University College London/UCL Partners Centre for Neurorehabilitation through Dr. Nick Ward will provide access and expertise in physical rehabilitation. The dedicated Upper Limb Neurorehabilitation service at Queen Square assesses 250 and admits 100 patients a year to a 3 week in-patient program. The team has expertise in using robotic technology for the upper limb (Hocoma, Tyromotion, VirtualWare, Saebo) as part of the program. This provides the environment for evaluation of novel therapeutic approaches.
University of East London(UEL) Neurorehabilitation Unit through Professor Duncan Turner will bring expertise in early stage evaluation of robotic and assistive technologies and of larger clinical Health Technology Assessment programmes for advanced rehabilitation technologies. Professor Turner can provide access to a wider evaluation network enabling the MIC to support SMEs in the deployment and testing of advanced rehabilitation technologies.
University of East Anglia through Professor Val Pomeroy will strengthen an existing partnership with the Acquired Brain Injury Rehabilitation Alliance (ABIRA; http://www.abira.ac.uk). ABIRA provides working links between clinicians, statutory services, “voluntary “services; academia and the public. Current work includes: implementation of Apps into clinical practice to enable evidenced-based physical therapy in the home with remote monitoring by therapists and testing the feasibility of clinical implementation of Apps. The ACPIN Move- Tec network has also been established as a resource to enhance the translation of technology into practice.
Oliver Zangwill Centre through Dr.
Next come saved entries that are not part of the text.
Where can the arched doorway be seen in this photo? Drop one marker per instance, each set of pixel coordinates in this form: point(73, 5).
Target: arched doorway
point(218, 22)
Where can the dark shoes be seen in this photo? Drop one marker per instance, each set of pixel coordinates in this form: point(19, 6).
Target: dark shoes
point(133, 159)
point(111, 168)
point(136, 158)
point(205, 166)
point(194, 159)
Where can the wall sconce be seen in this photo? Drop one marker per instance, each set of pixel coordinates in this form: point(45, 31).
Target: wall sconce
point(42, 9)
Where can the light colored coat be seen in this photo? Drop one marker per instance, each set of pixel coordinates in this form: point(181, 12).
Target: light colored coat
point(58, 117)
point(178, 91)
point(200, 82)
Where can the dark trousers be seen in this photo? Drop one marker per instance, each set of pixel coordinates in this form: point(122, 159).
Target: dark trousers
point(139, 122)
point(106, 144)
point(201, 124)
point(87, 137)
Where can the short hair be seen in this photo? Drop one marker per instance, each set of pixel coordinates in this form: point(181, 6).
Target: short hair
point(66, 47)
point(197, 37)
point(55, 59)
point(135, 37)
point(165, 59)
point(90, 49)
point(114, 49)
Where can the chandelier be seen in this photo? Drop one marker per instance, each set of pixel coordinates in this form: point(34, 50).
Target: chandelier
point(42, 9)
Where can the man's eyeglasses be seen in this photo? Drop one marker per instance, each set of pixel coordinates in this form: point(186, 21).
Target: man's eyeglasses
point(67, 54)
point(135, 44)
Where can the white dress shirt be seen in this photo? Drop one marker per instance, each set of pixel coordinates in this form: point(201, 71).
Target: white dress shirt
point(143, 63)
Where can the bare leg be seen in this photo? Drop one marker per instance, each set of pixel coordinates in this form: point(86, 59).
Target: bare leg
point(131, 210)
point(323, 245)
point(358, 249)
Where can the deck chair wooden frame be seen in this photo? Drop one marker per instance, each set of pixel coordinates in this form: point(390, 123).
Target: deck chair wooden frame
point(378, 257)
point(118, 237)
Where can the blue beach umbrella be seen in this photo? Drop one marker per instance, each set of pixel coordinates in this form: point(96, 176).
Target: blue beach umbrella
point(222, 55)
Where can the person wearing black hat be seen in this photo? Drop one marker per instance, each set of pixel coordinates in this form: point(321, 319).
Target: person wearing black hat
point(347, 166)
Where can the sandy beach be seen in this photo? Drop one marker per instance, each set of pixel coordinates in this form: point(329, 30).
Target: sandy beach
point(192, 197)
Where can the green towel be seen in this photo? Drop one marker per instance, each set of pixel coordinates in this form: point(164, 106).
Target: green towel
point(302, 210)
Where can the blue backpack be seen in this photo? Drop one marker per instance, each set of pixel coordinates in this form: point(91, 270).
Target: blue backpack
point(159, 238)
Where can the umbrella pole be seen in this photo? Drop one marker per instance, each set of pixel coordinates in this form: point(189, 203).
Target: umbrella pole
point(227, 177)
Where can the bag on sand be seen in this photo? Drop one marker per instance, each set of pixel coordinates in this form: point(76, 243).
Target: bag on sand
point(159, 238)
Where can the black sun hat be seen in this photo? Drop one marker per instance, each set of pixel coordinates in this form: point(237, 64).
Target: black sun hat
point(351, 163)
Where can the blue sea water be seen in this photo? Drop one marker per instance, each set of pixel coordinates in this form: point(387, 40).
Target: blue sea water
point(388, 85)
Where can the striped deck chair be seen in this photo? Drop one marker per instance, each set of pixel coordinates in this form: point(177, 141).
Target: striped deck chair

Andrew Bateman and his team will provide a particular focus on neuropsychological rehabilitation with three key themes i) development of assessments, ii) development and implementation of innovative therapeutic interventions and iii) evaluation of neuropsychological rehabilitation outcomes. The team has a track record of high quality research in assistive technology evaluation in people with neurological conditions. Through the international visiting scholar scheme the Centre offers connection with research groups most strongly in the Brazil, Cyprus, Japan, Spain, Norway and USA.